The man played a number of extraordinary classical compositions for approximately 45 minutes. In total, 1097 people walked by him during his performance. Only 6 people stopped to listen for a while and 20 more threw some money in the case, but kept walking. At the end, he had collected US$ 32.17.
The violin player was Joshua Bell. Have you heard of him? He is one of the finest musicians in the world and played at the station with a violin worth US$ 3.5 million. Two days before, Joshua Bell sold out at a theatre in Boston and the seats averaged US$ 100.00.

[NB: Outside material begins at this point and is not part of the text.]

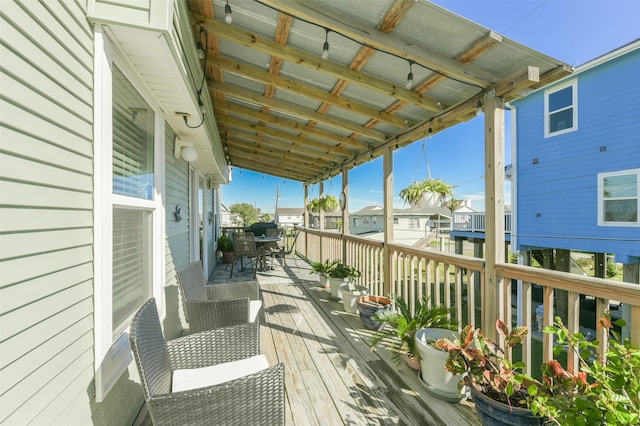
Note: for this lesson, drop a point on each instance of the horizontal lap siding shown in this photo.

Bell’s ‘concert’ at the metro was actually an experiment conducted by the Washington Post, a respected North-American newspaper, and recorded by a hidden camera. The underlying purpose was to identify whether we appreciate and recognize beauty and talent in an unexpected context. If you happened to be at the L’Enfant Plaza station on that morning, how do you think you’d have reacted? As I naturally tend to be late for my commitments, I’d probably have walked by!
God tends to communicate beauty and splendour through unusual situations and in unexpected contexts. The Bible overflows with narratives of people who were touched by God’s music in places and conditions they never expected. Elijah is one example. On a certain occasion he was frightened, tired and depressed, standing on a mountain called Horeb. So, according to the biblical account, ‘[...] a great and powerful wind tore the mountains apart and shattered the rocks before the Lord, but the Lord was not in the wind. After the wind there was an earthquake, but the Lord was not in the earthquake. After the earthquake came a fire, but the Lord was not in the fire. And after the fire came a gentle whisper.’ And then, only then, God spoke to Elijah.
Bono, U2 vocalist, describes this in this way: “…God is in the slums, in the cardboard boxes where the poor play house. God is in the silence of a mother who has infected her child with a virus that will end both their lives. God is in the cries heard under the rubble of war. God is in the debris of wasted opportunity and lives…”
This perception has challenged me. I suppose the question is not whether God is playing, but whether I am willing to recognize his music on the metro stations of life. God seems to be playing the violin where we generally wouldn’t expect. What if we actually stopped to listen?
 1 Kings 19:11-12.
 Keynote address at the 54th National Prayer Breakfast, Washington D.C., 2006.